L'organisme chargé de vérifier si ces conditions sont respectées est la mission suisse auprès des Nations unies à Genève. Il délivre les cartes de légitimation, vérifie les fiches de salaires et doit s'entretenir avec l'employée ou l'employé. Dans le cas de Christine, elle a été contrainte de mentir durant son entretien, ce qui explique que les infractions ont échappé au contrôle des autorités.
Une plateforme d'aide aux victimes
En octobre 2020, le centre social protestant (CSP) de Genève s'est associé à "Astrée" dans le canton de Vaud, à "Fachstelle Frauenhandel und Frauenmigration" (FIZ) dans le canton de Zurich et à "Antenna MayDay" au Tessin. L'objectif: mieux défendre les victimes de traite.

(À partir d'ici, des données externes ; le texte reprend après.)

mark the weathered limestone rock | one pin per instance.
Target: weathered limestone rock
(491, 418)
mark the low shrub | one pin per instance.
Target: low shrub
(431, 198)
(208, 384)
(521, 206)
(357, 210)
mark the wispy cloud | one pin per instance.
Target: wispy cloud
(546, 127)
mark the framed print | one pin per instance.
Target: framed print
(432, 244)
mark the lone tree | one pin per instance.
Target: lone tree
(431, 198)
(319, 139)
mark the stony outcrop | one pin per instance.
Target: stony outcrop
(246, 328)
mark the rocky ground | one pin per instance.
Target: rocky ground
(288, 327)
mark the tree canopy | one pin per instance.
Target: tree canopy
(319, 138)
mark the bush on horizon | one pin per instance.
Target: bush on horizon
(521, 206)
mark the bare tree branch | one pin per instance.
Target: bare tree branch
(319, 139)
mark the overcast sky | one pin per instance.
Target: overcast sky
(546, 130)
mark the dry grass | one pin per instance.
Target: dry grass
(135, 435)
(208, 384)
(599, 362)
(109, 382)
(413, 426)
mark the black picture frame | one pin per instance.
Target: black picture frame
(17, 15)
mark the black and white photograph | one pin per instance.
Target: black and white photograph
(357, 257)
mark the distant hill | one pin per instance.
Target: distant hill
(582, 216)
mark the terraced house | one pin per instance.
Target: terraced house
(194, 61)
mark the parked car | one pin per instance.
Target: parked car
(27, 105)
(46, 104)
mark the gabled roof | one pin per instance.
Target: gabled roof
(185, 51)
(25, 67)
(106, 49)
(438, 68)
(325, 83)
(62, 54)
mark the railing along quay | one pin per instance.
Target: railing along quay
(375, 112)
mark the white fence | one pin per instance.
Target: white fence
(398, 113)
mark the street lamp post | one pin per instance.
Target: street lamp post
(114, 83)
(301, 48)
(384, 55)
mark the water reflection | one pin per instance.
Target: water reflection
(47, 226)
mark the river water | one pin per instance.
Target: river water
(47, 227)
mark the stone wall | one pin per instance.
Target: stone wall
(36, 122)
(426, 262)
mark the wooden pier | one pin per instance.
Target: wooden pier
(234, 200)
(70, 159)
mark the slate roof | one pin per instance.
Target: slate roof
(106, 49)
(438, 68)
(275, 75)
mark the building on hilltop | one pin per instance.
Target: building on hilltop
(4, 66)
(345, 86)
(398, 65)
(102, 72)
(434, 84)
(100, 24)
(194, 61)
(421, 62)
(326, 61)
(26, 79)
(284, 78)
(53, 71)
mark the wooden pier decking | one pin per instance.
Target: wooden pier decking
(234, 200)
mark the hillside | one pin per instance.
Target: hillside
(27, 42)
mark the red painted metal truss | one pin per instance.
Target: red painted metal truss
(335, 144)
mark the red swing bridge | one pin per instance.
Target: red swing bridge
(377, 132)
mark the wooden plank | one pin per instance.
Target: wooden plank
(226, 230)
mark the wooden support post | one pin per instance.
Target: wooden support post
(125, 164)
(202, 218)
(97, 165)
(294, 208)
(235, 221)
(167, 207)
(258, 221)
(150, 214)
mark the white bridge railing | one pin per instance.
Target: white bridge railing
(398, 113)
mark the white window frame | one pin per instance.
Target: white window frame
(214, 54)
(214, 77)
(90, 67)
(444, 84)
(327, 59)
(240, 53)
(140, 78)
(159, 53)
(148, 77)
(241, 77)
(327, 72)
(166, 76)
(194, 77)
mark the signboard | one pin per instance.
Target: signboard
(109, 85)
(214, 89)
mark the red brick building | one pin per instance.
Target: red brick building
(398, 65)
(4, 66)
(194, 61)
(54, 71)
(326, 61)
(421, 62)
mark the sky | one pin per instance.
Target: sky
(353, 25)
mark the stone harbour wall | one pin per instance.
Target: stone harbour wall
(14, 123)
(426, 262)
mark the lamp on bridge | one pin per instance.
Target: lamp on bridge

Interrogée dans l'émission "On en parle", Sibel Can-Uzun, avocate au secteur "assistance aux personnes victimes de la traite du Centre social protestant (CSP)" à Genève constate que l'aide aux victimes dans les autres cantons est encore peu développée. Si aucune association n'existe dans son canton, elle conseille de se tourner vers un centre LAVI ou vers la police si la situation est dangereuse.
La traite des êtres humains en Suisse
En 2020, la plateforme suisse contre la traite des êtres humains a identifié 174 victimes de traite dont 151 femmes et 23 hommes. Parmi elles, 125 personnes ont été victimes d'exploitation sexuelle et 50 d'exploitation de force de travail, parfois pour des activités illicites. Enfin, la traite touche aussi les enfants, contraints de se prostituer ou mariés de force.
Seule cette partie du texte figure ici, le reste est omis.